Worthwhile Work
In the last days of my temporary return to work, I’m teetering between a regimented life of routine that is jam-packed with external expectations, and a carefree existence in which I can do whatever I want whenever I want to do it. Of course neither of those descriptions is wholly accurate, but however you view things it’s basically the difference between work and play. I’m not alone in my long-held simplistic belief that work is hard and relaxing is easy. If something requires a lot of energy, time, planning, and execution, it’s work.
“It was a lot of work,” I said to people who asked how our recent move went. “I really have to work on that,” I will say to Jodi when I am promising to not interrupt her so often. “It’s going to take some work,” I thought when I decided to go back to therapy recently. Like many of us, I group together activities that require my most mature and responsible skills and I call them work. I use the same word to describe how I make a living. Unless we’re extremely lucky—or we’re at the very beginning of an exciting career—what we do at our job often feels difficult and dreary compared to everything else. For me, as a result, the idea of “doing the work” that I really need to do in other areas of my life often seems foreboding.
The real work—the things that are hard, but meaningful and worth every moment of effort—is the core of life for me.
Author Steven Pressfield wrote an entire book on this subject called Do the Work: Overcome Resistance and Get Out of Your Own Way. When it comes to completing the difficult tasks we’ve set in front of ourselves, whether it’s a diet, a book we want to write, or a design we want to create, resistance is our worst enemy, he says. Resistance comes in the form of everything from procrastination to self-doubt to addiction to perfectionism. I’m thinking a lot about this right now because I sometimes believe I have created the most sophisticated method of resisting the work of writing. Since I’ve been reading books like Pressfield’s for years, I am pretty aware of the times I create defenses against actually sitting down and doing my writing work. I sign up for writing classes, read books about writing, and talk about writing with my friends. How much closer can I get?
My point, of course, is that I’ve associated writing with something hard—with work, with struggle, with difficulty, and it is all of those things on some level. But so is preparing an amazing meal, or even taking a long road trip to see the way the sky touches the green of that distant field.

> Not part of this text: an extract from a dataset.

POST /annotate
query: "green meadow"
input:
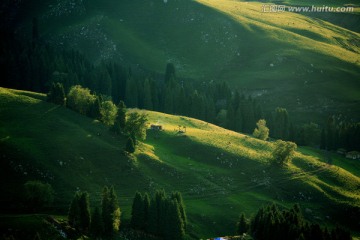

I think if it wakes me up, if it requires me to look inside myself, and if it asks me to dig a little deeper, that is definitely work, but it’s not the same as cleaning out my garage or going to a job that no longer inspires me. It’s work because it requires me to go further than I want to sometimes, but the pay-off is completely different. This all makes me so aware of our uncreative and limiting approach to language. As we learned long ago, using the word “love” to describe how we feel about hamburgers, the Giants, and our significant other is inadequate. The same is true with work.
For most of us, work—like what we do at our jobs—is hard and mandatory and something we wish we could get out of earlier in our lives. The real work—the things that are hard, but meaningful and worth every moment of effort—is the core of life for me. A complex conversation with Jodi, a tough decision about saving money, a commitment to more exercise and writing are all so worth it. And yet I have limited myself by putting a wall between me and the work of my real life.
My idea is to separate these things in my head, at least, to put them in their own category: activities that require my full energy and attention, and usually more brainpower and creativity. They deserve better than simply calling them “hard work.” They require the best of me and the payoff is so much greater than a paycheck at the end of the month. As I return to retirement, I’m interested in parsing things out with a bit more delicacy so that I can give this "work" the room and time and credit it deserves.